History

Great Britain
- Name: HMS Success
- Ordered: 9 October 1711
- Builder: Royal Dockyard, Portsmouth
- Launched: 30 April 1712
- Completed: 3 July 1712
- Commissioned: 1715
- Fate: Sold at Plymouth 22 July 1743

General characteristics
- Type: 24-gun Sixth Rate
- Tons burthen: 274+89⁄94 bm
- Length: 94 ft 6 in (28.8 m) gundeck; 73 ft 4.5 in (22.4 m) keel for tonnage;
- Beam: 26 ft 6.5 in (8.1 m) for tonnage
- Depth of hold: 11 ft 10 in (3.6 m)
- Sail plan: ship-rigged
- Armament: 20 × 6-pdr 19 cwt guns on wooden trucks (UD); 4 × 4-pdr 12 cwt guns on wooden trucks (QD);

= HMS Success (1712) =

HMS Success was a member of the Gibraltar Group of 24-gun sixth rates. After commissioning she spent her career in Home waters, the West Indies and the North America on trade protection duties. She was sold in 1743.

Success was the sixth named vessel since it was used for a 34-gun ship captured from the French (Jules) on 19 October 1650 and sold in 1662 (known as Old Success from 1660).

==Construction==
She was ordered on 9 October 1711 from Portsmouth Dockyard to be built under the guidance of Richard Stacey, Master Shipwright of Portsmouth. She was launched on 30 April 1712. She was completed for sea on 3 July 1712 at an initial cost of £2,093.16.13/4d to build.

==Commissioned service==
She was commissioned in 1712 under the command of Commander John Briscoe, RN (promoted to captain in January 1713) for service in Virginia. With the death of Captain Briscoe in early 1714, Captain Samuel Meads, RN took command in January 1714. She returned to Home Waters to undergo a small repair at Deptford between September and December 1716 costing £1,302.8.91/2d. In 1716 Capt George Clinton, RN followed by Captain Isaac Townsend, RN in February 1720 were in command both serving in Ireland. She was refitted at Portsmouth for £1,866.9.61/2d during January/March 1724. She underwent a great repair at Portsmouth during October 1727 thru July 1728 at a cost of £4,640.3.0d. She was recommissioned in June 1728 with Captain William Smith, RN in command for service in the West Indies. February 1729 saw Captain Richard Symonds, RN in command followed by Captain Thomas Smith, RN in May 1730 for service in the English Channel. She was paid off in April 1732.

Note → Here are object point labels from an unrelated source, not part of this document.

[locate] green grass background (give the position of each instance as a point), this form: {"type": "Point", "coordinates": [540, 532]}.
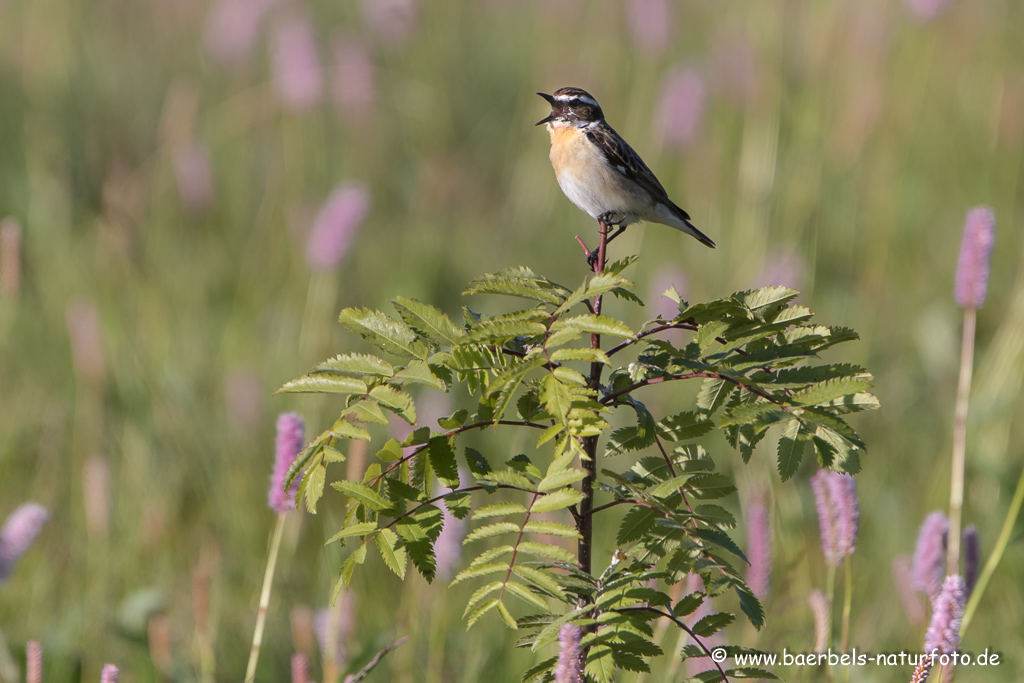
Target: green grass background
{"type": "Point", "coordinates": [867, 137]}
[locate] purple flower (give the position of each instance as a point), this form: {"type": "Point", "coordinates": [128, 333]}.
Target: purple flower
{"type": "Point", "coordinates": [926, 10]}
{"type": "Point", "coordinates": [10, 257]}
{"type": "Point", "coordinates": [822, 617]}
{"type": "Point", "coordinates": [110, 674]}
{"type": "Point", "coordinates": [448, 548]}
{"type": "Point", "coordinates": [86, 340]}
{"type": "Point", "coordinates": [295, 65]}
{"type": "Point", "coordinates": [291, 440]}
{"type": "Point", "coordinates": [650, 24]}
{"type": "Point", "coordinates": [18, 531]}
{"type": "Point", "coordinates": [232, 28]}
{"type": "Point", "coordinates": [930, 554]}
{"type": "Point", "coordinates": [903, 578]}
{"type": "Point", "coordinates": [843, 489]}
{"type": "Point", "coordinates": [976, 251]}
{"type": "Point", "coordinates": [567, 670]}
{"type": "Point", "coordinates": [758, 545]}
{"type": "Point", "coordinates": [680, 108]}
{"type": "Point", "coordinates": [839, 513]}
{"type": "Point", "coordinates": [947, 610]}
{"type": "Point", "coordinates": [354, 78]}
{"type": "Point", "coordinates": [195, 176]}
{"type": "Point", "coordinates": [334, 625]}
{"type": "Point", "coordinates": [336, 224]}
{"type": "Point", "coordinates": [972, 557]}
{"type": "Point", "coordinates": [33, 662]}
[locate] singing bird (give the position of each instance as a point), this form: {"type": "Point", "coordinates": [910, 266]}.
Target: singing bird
{"type": "Point", "coordinates": [601, 173]}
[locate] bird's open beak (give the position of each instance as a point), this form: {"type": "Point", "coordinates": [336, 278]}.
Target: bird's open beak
{"type": "Point", "coordinates": [554, 113]}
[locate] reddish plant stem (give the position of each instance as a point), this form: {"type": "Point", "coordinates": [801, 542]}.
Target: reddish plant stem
{"type": "Point", "coordinates": [585, 548]}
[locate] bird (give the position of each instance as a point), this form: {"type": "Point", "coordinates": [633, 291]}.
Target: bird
{"type": "Point", "coordinates": [601, 173]}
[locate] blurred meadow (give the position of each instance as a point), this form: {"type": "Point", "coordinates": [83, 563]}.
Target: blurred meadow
{"type": "Point", "coordinates": [174, 174]}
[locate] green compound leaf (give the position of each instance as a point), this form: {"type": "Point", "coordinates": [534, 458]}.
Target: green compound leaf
{"type": "Point", "coordinates": [480, 611]}
{"type": "Point", "coordinates": [356, 365]}
{"type": "Point", "coordinates": [519, 282]}
{"type": "Point", "coordinates": [442, 458]}
{"type": "Point", "coordinates": [364, 495]}
{"type": "Point", "coordinates": [494, 529]}
{"type": "Point", "coordinates": [324, 383]}
{"type": "Point", "coordinates": [397, 401]}
{"type": "Point", "coordinates": [595, 325]}
{"type": "Point", "coordinates": [482, 569]}
{"type": "Point", "coordinates": [601, 664]}
{"type": "Point", "coordinates": [525, 595]}
{"type": "Point", "coordinates": [558, 500]}
{"type": "Point", "coordinates": [550, 528]}
{"type": "Point", "coordinates": [506, 615]}
{"type": "Point", "coordinates": [791, 450]}
{"type": "Point", "coordinates": [393, 554]}
{"type": "Point", "coordinates": [555, 397]}
{"type": "Point", "coordinates": [500, 510]}
{"type": "Point", "coordinates": [712, 624]}
{"type": "Point", "coordinates": [359, 528]}
{"type": "Point", "coordinates": [427, 321]}
{"type": "Point", "coordinates": [384, 332]}
{"type": "Point", "coordinates": [829, 390]}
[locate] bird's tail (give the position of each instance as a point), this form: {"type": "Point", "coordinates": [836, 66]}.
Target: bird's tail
{"type": "Point", "coordinates": [700, 237]}
{"type": "Point", "coordinates": [683, 223]}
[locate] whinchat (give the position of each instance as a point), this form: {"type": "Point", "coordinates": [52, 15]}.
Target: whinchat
{"type": "Point", "coordinates": [601, 173]}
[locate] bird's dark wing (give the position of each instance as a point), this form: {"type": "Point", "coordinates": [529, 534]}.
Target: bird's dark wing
{"type": "Point", "coordinates": [625, 160]}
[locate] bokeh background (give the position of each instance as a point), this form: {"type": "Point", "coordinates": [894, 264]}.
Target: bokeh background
{"type": "Point", "coordinates": [192, 189]}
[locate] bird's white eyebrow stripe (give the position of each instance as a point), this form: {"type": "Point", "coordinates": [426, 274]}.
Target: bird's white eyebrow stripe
{"type": "Point", "coordinates": [583, 98]}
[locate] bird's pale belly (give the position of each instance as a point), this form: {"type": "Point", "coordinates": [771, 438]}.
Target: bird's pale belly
{"type": "Point", "coordinates": [593, 185]}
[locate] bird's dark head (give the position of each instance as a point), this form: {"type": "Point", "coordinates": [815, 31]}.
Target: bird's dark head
{"type": "Point", "coordinates": [571, 107]}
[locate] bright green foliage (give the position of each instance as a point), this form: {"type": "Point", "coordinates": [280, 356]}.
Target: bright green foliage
{"type": "Point", "coordinates": [753, 355]}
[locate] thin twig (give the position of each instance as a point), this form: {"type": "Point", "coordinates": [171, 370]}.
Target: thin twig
{"type": "Point", "coordinates": [960, 441]}
{"type": "Point", "coordinates": [264, 599]}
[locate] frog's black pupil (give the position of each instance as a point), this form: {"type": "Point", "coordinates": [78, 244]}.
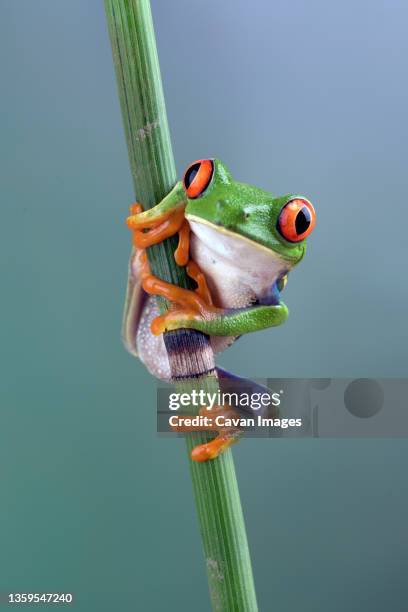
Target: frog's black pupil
{"type": "Point", "coordinates": [303, 220]}
{"type": "Point", "coordinates": [191, 174]}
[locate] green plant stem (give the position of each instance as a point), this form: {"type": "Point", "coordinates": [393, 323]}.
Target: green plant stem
{"type": "Point", "coordinates": [191, 359]}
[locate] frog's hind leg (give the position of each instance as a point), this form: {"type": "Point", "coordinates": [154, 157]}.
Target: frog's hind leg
{"type": "Point", "coordinates": [228, 434]}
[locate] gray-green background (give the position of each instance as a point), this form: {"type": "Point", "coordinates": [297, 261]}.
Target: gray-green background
{"type": "Point", "coordinates": [293, 96]}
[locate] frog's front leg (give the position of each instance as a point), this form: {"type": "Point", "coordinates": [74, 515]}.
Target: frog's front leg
{"type": "Point", "coordinates": [193, 311]}
{"type": "Point", "coordinates": [161, 222]}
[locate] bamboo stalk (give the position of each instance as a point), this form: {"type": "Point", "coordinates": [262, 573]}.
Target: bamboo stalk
{"type": "Point", "coordinates": [192, 362]}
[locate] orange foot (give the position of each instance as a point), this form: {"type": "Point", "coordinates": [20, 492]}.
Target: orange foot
{"type": "Point", "coordinates": [227, 434]}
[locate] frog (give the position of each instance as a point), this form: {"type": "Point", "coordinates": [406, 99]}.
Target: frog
{"type": "Point", "coordinates": [238, 244]}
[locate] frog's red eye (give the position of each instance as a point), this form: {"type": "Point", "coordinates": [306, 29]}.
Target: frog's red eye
{"type": "Point", "coordinates": [197, 177]}
{"type": "Point", "coordinates": [296, 220]}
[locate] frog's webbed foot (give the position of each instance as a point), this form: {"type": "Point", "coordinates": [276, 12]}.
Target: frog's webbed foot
{"type": "Point", "coordinates": [227, 434]}
{"type": "Point", "coordinates": [154, 226]}
{"type": "Point", "coordinates": [151, 227]}
{"type": "Point", "coordinates": [188, 306]}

She was recommissioned under Captain Ellis Brand, for service in the North Sea followed by Captain John Towry, RN for service in the English Channel in November 1732. She paid off in November 1733. She underwent a small repair at Portsmouth in June 1735 costing £200.16.0d. Under Admiralty Order (AO) June 1739 she was converted to a fireship of 8 guns, six swivels and 55 men at Portsmouth at a cost of £2,552.14.0d during June to September 1739. Upon completion she was recommissioned under Commander James Peers, RN and joined Vernon's squadron in January 1740. Commander Daniel Hore, RN (promoted to captain in April 1741) took command in February and participated in the attack on Charges on 23 March 1741 followed by Cartagena Operations in March through April 1741. By February 1742 she was under the command of Commander Thomas Hanway, RN for service in the Channel Islands.

==Disposition==
HMS Success was sold at Plymouth for £450 on 22 July 1743.